Music as Medicine: Music Therapy for Seniors
Music is a universal language of sorts, and it shapes our reality throughout life, from lullabies to funeral marches. It can draw us back in time, spark inspiration and turn around a bad mood.
As such, music is gaining a more prominent role in treatment plans for seniors with chronic illnesses, particularly dementia and Alzheimer’s. Because singing, playing and listening to music all have documented benefits to physical, mental and emotional health, music therapy is an adaptive framework that can be meaningful for individuals in all stages of illness.
- Cognitive skills
Music that connects a listener with his or her past activates several regions of the brain, including the medial prefrontal cortex. Songs from the individual’s childhood and early adulthood tend to evoke the strongest response. Watch Henry’s story from the Music & Memory iPod Project to see this potential for memory recall and engagement in action.
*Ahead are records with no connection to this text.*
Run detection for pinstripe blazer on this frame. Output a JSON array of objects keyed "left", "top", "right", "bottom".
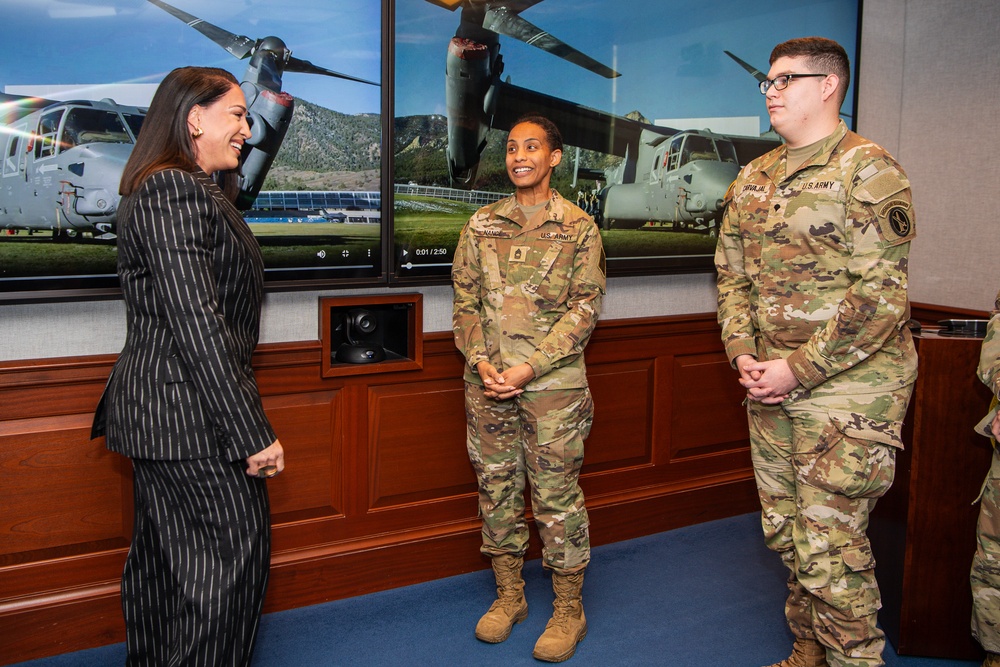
[{"left": 93, "top": 169, "right": 275, "bottom": 461}]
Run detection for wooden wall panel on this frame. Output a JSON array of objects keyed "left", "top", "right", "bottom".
[
  {"left": 0, "top": 314, "right": 757, "bottom": 664},
  {"left": 369, "top": 378, "right": 476, "bottom": 509},
  {"left": 264, "top": 391, "right": 344, "bottom": 521},
  {"left": 584, "top": 359, "right": 654, "bottom": 474},
  {"left": 0, "top": 415, "right": 124, "bottom": 563},
  {"left": 670, "top": 352, "right": 747, "bottom": 461}
]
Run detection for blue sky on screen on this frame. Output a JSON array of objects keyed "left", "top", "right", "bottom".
[
  {"left": 395, "top": 0, "right": 858, "bottom": 131},
  {"left": 0, "top": 0, "right": 382, "bottom": 114}
]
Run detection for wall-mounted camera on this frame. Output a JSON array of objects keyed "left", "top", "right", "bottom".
[
  {"left": 320, "top": 294, "right": 423, "bottom": 377},
  {"left": 335, "top": 308, "right": 385, "bottom": 364}
]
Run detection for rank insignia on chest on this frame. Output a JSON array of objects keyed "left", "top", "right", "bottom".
[{"left": 507, "top": 245, "right": 531, "bottom": 262}]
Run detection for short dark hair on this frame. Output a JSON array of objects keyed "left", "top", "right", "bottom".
[
  {"left": 119, "top": 67, "right": 240, "bottom": 196},
  {"left": 769, "top": 37, "right": 851, "bottom": 104},
  {"left": 510, "top": 113, "right": 562, "bottom": 151}
]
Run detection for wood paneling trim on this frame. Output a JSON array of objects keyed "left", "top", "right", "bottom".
[{"left": 910, "top": 303, "right": 990, "bottom": 325}]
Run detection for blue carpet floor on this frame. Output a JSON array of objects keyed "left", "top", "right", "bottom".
[{"left": 13, "top": 513, "right": 977, "bottom": 667}]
- Stress-management skills
Declining health, especially difficulty remembering and speaking, can cause seniors to become frustrated, overwhelmed and agitated. Slow, peaceful music, especially unfamiliar tunes, can help patients alleviate stress, manage their emotions and enhance their sleep.
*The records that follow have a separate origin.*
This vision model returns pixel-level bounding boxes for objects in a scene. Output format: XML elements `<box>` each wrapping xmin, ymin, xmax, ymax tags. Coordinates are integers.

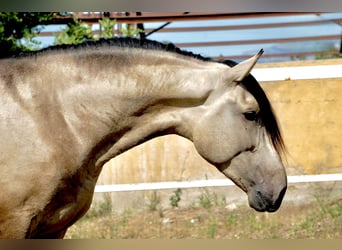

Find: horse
<box><xmin>0</xmin><ymin>38</ymin><xmax>287</xmax><ymax>238</ymax></box>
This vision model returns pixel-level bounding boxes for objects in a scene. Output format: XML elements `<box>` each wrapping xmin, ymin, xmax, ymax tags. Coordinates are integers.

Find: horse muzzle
<box><xmin>248</xmin><ymin>186</ymin><xmax>287</xmax><ymax>212</ymax></box>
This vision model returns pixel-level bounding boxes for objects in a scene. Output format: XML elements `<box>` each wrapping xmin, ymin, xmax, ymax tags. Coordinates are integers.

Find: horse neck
<box><xmin>48</xmin><ymin>48</ymin><xmax>224</xmax><ymax>166</ymax></box>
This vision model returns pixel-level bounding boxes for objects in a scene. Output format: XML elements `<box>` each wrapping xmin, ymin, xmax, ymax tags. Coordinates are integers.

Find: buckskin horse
<box><xmin>0</xmin><ymin>38</ymin><xmax>287</xmax><ymax>238</ymax></box>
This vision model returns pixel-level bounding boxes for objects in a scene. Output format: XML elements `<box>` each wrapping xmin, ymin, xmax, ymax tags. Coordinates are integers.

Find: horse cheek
<box><xmin>193</xmin><ymin>113</ymin><xmax>240</xmax><ymax>165</ymax></box>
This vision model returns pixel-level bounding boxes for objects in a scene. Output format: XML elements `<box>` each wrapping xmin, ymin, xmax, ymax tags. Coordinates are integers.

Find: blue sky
<box><xmin>33</xmin><ymin>13</ymin><xmax>342</xmax><ymax>62</ymax></box>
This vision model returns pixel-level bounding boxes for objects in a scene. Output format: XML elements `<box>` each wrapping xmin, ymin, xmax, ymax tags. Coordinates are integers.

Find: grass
<box><xmin>65</xmin><ymin>191</ymin><xmax>342</xmax><ymax>239</ymax></box>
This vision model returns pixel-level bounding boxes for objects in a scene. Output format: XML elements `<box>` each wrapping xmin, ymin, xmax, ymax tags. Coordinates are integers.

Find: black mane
<box><xmin>6</xmin><ymin>37</ymin><xmax>285</xmax><ymax>155</ymax></box>
<box><xmin>7</xmin><ymin>37</ymin><xmax>211</xmax><ymax>61</ymax></box>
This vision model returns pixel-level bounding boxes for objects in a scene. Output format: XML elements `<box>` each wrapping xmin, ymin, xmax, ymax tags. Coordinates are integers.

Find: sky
<box><xmin>32</xmin><ymin>13</ymin><xmax>342</xmax><ymax>63</ymax></box>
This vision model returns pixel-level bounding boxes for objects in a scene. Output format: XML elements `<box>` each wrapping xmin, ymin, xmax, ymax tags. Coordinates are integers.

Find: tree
<box><xmin>0</xmin><ymin>12</ymin><xmax>57</xmax><ymax>57</ymax></box>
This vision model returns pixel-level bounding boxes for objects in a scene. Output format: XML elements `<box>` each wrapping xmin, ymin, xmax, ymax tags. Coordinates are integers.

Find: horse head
<box><xmin>193</xmin><ymin>51</ymin><xmax>287</xmax><ymax>212</ymax></box>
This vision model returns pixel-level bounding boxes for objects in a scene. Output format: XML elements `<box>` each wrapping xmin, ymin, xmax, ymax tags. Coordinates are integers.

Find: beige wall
<box><xmin>99</xmin><ymin>60</ymin><xmax>342</xmax><ymax>184</ymax></box>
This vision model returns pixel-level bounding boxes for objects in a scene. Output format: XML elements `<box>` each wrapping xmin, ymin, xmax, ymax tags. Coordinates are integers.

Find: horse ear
<box><xmin>229</xmin><ymin>49</ymin><xmax>264</xmax><ymax>82</ymax></box>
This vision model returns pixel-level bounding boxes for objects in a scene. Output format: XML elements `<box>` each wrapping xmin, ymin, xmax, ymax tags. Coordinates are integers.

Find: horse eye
<box><xmin>243</xmin><ymin>111</ymin><xmax>258</xmax><ymax>121</ymax></box>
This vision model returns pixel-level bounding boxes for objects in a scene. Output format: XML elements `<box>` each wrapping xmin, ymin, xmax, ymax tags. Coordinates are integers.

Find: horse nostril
<box><xmin>274</xmin><ymin>186</ymin><xmax>287</xmax><ymax>209</ymax></box>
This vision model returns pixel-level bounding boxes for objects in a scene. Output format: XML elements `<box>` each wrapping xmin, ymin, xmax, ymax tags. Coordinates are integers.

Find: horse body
<box><xmin>0</xmin><ymin>38</ymin><xmax>286</xmax><ymax>238</ymax></box>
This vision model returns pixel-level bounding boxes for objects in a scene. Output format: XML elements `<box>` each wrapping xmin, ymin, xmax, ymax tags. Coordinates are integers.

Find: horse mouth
<box><xmin>248</xmin><ymin>187</ymin><xmax>286</xmax><ymax>213</ymax></box>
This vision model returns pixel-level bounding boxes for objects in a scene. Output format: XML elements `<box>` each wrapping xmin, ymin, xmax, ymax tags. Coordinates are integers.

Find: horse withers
<box><xmin>0</xmin><ymin>38</ymin><xmax>287</xmax><ymax>238</ymax></box>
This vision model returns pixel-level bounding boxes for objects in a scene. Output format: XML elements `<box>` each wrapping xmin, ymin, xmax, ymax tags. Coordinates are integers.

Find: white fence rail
<box><xmin>95</xmin><ymin>174</ymin><xmax>342</xmax><ymax>193</ymax></box>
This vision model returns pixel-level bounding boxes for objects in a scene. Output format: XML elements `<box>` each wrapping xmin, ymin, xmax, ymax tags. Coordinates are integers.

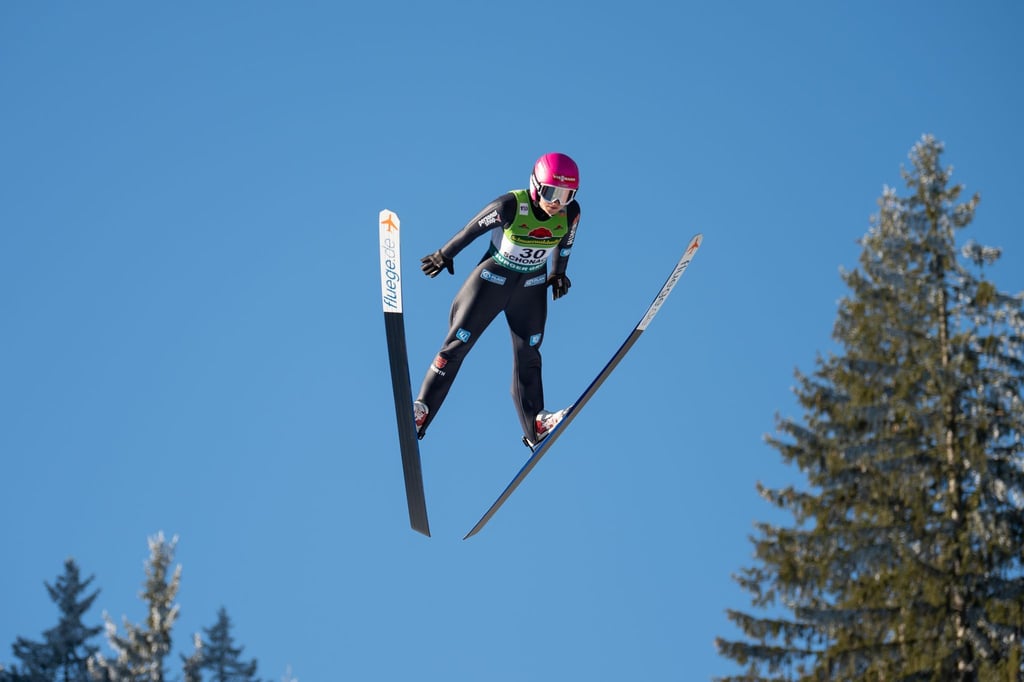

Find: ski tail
<box><xmin>463</xmin><ymin>233</ymin><xmax>703</xmax><ymax>540</ymax></box>
<box><xmin>380</xmin><ymin>209</ymin><xmax>430</xmax><ymax>537</ymax></box>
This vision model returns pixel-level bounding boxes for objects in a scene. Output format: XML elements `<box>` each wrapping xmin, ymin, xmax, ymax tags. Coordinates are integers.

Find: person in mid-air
<box><xmin>413</xmin><ymin>153</ymin><xmax>580</xmax><ymax>447</ymax></box>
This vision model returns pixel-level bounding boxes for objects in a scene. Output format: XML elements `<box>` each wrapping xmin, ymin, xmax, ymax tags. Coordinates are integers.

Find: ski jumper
<box><xmin>418</xmin><ymin>189</ymin><xmax>580</xmax><ymax>438</ymax></box>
Stimulating the auditory system has also been found to help override pain signals, increase serotonin and decrease cortisol.
- Speech skills
Music therapy can help slow the deterioration of speech and language skills. It’s also been found to help stroke patients recover their verbal skills more quickly.
- Physical skills
Sometimes, when a song you love comes on, you can’t help but move with the beat. For those without ambulatory restrictions, this can inspire dancing — a fun way to stave of the boredom of a monotonous exercise routine. Even if mobility is limited, individuals can clap their hands and tap their feet along with the beat.
- Social skills
Singing, playing and listening to music with someone else creates a priceless opportunity for connection. Participation can strengthen the rapport and build trust between the patient and caregiver. It can also promote conversation with others, kindling a feeling of unity and combating isolation.